Urban greening is policy, not decoration. Multiple sessions addressed urban heat islands, stormwater management, and air quality — all areas where vegetation plays a measurable role. The conversation has shifted from "let's plant trees because they're nice" to "we need specific canopy cover targets tied to temperature reduction goals." This is the language that gets green infrastructure into city budgets.

Plant selection matters for climate resilience. Not all trees perform equally in urban environments. Species that tolerate drought, poor soil, pollution, and root-space constraints are more valuable in streetscapes than species that look beautiful in a nursery but fail within three years. This is where plant science — understanding species at the physiological level — becomes critical infrastructure knowledge, not just horticultural interest.

Maintenance is the missing piece. Multiple cities reported planting thousands of trees with high mortality rates because there was no maintenance plan or budget. A tree planting program without a watering and care program for the first two years is a waste of resources. This is something landscape practitioners can address directly — not just designing plantings, but specifying the maintenance protocols that keep them alive.

East Africa has specific challenges. Altitude variation (Nairobi at 1,700m vs Mombasa at sea level), seasonal rainfall patterns, and rapidly expanding urban areas create conditions that don't map neatly onto climate adaptation frameworks developed in other regions. Local knowledge — of soils, species, growing seasons, and water availability — is essential.

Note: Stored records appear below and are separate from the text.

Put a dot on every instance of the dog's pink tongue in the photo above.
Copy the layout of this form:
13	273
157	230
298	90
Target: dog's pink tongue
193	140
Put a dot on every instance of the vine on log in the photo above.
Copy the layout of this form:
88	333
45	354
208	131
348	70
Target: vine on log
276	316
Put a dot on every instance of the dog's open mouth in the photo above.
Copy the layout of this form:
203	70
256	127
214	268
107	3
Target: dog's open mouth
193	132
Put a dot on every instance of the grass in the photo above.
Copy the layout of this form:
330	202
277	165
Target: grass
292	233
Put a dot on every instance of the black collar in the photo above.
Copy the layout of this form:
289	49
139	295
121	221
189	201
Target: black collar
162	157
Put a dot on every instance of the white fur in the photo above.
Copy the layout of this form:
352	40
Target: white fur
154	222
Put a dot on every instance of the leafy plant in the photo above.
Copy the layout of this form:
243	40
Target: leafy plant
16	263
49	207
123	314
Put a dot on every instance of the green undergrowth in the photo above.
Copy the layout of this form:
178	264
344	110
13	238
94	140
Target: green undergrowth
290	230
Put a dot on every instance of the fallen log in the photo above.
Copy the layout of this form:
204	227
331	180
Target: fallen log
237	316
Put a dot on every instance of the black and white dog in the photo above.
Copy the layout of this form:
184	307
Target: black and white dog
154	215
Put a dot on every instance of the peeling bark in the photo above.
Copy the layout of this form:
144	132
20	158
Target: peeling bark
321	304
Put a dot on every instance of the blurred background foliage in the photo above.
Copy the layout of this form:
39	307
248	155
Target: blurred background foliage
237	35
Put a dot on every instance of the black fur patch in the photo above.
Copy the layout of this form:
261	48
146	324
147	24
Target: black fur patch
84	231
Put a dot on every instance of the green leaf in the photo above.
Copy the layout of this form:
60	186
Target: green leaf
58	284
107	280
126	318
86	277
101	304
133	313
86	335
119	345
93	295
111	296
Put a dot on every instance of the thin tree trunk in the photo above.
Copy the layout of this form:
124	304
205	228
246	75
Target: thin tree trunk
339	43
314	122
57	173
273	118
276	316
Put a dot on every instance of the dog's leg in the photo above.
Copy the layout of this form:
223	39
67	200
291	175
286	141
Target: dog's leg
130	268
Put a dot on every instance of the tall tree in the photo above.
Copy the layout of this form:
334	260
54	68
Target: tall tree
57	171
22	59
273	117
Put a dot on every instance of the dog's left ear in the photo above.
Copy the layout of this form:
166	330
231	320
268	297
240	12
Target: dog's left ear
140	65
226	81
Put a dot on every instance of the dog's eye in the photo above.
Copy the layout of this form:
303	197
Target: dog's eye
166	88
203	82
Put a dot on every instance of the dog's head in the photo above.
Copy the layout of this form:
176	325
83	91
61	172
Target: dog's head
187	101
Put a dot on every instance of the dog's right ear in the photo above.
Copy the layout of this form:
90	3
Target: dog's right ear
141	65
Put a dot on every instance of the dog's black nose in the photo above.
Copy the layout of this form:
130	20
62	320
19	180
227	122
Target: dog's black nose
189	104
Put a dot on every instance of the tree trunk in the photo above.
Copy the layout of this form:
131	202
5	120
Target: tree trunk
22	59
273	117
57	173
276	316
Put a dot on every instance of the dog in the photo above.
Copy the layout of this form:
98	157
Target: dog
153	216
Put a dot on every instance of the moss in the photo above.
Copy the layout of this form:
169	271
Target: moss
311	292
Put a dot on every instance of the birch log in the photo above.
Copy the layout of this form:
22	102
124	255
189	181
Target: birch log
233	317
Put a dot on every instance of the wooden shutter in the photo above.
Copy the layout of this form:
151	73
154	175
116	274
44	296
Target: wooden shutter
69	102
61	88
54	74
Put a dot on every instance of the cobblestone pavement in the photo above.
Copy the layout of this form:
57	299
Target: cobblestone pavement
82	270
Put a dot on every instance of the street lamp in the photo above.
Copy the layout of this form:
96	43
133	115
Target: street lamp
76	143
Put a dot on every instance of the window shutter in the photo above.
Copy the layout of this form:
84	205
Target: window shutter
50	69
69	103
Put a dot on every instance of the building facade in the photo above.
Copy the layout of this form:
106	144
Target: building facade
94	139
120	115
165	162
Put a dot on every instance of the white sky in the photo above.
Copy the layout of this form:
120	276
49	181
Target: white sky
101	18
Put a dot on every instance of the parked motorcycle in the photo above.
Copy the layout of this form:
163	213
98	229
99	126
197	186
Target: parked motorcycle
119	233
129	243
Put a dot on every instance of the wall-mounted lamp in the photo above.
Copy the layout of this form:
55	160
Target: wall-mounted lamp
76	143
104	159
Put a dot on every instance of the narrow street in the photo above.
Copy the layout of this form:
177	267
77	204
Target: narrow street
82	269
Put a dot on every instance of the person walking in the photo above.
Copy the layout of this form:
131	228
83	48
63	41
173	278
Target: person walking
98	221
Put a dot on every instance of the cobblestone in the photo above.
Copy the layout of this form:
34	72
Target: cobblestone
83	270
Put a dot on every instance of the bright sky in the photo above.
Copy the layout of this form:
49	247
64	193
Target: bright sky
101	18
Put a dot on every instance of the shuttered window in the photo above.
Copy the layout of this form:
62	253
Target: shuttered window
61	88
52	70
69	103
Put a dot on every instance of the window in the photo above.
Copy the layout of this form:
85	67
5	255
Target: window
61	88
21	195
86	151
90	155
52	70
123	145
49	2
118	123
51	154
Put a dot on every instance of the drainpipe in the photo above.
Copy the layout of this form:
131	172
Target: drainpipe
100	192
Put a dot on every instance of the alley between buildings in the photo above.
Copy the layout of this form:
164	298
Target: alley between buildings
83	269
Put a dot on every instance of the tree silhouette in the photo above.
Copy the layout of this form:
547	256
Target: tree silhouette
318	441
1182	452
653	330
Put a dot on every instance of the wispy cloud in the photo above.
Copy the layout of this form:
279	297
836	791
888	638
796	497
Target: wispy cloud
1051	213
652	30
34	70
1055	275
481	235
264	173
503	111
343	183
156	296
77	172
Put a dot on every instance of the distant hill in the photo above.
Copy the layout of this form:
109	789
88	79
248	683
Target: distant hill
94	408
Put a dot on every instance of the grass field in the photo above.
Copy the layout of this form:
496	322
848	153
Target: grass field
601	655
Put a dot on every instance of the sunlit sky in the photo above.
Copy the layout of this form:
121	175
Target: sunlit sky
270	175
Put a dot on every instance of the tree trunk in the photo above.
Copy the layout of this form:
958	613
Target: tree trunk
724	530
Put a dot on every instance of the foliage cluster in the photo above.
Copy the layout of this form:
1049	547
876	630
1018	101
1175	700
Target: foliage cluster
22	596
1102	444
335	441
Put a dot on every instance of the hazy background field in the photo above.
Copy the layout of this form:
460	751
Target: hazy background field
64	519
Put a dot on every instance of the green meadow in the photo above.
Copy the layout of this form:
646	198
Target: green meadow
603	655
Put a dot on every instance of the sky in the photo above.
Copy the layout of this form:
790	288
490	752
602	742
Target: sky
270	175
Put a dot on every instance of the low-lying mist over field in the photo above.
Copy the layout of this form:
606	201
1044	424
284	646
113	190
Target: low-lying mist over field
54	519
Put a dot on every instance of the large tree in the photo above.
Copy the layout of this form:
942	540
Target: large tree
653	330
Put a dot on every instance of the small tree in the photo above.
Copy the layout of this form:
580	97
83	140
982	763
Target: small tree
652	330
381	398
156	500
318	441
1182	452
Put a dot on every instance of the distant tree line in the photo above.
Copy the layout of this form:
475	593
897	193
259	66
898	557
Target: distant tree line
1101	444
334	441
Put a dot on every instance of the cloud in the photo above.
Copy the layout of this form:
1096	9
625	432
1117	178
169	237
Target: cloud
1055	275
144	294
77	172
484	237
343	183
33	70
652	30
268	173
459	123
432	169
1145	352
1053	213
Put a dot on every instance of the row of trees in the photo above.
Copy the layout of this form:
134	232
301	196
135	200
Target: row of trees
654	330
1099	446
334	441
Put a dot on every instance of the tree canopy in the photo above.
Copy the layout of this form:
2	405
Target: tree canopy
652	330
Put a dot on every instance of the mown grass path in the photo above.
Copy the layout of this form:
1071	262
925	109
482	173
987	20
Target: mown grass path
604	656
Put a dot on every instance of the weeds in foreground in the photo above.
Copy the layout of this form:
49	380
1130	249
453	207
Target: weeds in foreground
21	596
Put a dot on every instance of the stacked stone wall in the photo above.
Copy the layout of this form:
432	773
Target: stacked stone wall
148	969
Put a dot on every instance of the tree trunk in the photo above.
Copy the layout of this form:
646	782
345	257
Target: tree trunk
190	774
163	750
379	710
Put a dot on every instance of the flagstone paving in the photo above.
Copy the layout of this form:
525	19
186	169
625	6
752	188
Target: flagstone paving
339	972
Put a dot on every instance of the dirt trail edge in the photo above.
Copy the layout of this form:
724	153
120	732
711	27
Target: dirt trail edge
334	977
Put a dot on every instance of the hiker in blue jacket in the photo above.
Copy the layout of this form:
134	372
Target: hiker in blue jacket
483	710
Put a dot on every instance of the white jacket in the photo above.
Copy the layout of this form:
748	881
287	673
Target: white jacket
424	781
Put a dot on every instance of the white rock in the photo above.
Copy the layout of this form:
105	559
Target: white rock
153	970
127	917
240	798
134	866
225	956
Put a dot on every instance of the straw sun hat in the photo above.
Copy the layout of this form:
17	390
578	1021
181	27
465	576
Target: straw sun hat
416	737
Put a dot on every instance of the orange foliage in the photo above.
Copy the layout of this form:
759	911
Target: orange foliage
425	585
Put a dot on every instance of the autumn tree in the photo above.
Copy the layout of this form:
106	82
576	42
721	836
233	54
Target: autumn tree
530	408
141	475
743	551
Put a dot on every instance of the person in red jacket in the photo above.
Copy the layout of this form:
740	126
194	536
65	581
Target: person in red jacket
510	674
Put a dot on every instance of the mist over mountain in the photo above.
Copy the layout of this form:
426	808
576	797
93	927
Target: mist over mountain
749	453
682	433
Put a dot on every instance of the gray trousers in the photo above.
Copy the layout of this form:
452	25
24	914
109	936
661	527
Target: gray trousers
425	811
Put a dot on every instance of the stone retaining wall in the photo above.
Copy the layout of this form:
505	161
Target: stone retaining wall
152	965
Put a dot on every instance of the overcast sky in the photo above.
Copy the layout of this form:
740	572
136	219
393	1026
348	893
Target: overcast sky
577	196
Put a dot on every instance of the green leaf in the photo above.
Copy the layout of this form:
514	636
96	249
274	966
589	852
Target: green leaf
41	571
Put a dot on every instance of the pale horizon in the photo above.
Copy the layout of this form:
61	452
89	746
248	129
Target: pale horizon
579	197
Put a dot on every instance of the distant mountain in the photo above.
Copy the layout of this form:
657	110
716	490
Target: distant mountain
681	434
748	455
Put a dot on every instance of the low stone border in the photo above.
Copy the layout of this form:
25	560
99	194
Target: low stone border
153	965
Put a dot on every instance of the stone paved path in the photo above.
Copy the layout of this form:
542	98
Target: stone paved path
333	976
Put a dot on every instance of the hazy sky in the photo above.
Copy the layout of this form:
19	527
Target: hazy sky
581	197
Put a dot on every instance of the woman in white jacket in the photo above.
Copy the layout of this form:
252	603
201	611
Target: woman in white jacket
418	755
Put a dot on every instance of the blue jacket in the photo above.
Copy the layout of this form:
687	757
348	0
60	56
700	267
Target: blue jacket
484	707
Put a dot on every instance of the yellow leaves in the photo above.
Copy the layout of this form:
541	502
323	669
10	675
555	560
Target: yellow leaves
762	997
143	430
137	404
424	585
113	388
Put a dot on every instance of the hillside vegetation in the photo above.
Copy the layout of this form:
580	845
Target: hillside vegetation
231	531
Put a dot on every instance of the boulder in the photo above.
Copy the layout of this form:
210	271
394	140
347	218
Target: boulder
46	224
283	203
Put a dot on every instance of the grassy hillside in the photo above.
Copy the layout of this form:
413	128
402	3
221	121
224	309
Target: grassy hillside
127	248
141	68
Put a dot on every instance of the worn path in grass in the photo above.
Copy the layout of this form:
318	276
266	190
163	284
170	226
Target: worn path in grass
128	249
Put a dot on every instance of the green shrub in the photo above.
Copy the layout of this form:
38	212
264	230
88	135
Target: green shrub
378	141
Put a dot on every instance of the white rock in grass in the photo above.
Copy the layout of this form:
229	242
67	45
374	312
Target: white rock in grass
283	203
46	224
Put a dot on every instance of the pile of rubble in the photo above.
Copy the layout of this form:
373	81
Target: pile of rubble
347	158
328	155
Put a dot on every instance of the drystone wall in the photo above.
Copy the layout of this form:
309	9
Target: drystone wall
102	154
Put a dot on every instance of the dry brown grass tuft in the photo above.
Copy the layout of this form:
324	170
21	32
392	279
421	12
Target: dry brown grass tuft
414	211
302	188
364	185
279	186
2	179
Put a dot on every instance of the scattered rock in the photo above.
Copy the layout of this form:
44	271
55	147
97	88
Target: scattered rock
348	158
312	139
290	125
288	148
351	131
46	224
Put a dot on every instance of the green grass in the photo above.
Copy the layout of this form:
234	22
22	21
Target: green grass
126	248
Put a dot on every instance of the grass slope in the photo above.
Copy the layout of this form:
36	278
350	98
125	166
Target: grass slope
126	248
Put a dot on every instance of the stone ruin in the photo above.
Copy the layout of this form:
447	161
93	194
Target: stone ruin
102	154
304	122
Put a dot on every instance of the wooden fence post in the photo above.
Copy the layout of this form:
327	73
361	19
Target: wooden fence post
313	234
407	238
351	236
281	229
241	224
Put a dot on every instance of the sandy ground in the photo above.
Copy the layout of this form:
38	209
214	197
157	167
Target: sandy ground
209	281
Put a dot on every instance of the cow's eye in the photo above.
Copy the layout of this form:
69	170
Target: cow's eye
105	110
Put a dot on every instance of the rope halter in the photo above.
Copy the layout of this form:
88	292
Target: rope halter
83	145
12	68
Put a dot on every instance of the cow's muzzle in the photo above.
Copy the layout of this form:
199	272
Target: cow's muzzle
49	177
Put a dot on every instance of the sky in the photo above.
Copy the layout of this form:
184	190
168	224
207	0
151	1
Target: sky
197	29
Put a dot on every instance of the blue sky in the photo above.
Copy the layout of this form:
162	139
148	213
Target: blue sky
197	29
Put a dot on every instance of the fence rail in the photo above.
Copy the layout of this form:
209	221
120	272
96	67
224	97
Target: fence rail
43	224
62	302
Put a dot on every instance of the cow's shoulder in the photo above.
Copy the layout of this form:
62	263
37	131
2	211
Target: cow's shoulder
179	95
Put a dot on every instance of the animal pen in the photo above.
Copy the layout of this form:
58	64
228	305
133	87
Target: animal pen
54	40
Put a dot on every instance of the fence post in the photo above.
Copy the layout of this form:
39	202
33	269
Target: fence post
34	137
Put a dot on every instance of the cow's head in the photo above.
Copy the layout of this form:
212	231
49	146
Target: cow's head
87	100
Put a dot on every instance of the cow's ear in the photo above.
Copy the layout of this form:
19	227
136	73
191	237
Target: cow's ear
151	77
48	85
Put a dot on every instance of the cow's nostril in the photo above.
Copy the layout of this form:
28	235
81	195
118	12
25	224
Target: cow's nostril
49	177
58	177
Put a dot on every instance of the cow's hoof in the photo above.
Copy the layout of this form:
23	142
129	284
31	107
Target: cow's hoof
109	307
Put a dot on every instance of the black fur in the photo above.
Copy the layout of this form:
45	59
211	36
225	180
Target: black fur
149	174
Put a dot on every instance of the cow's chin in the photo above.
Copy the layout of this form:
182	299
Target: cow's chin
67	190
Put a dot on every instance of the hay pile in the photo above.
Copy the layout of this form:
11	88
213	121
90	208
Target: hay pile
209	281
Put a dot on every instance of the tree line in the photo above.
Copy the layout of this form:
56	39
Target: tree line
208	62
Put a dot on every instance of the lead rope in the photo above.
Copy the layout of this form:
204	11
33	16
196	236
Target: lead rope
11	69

For our practice, the summit reinforced something we already believed: knowing your plants at the species level isn't academic — it's a professional requirement for anyone designing landscapes that need to perform in a changing climate. A Markhamia lutea street tree in Nairobi performs differently from a Terminalia mentalis in the same location. Choosing the right species for the right site is climate adaptation at the most practical level.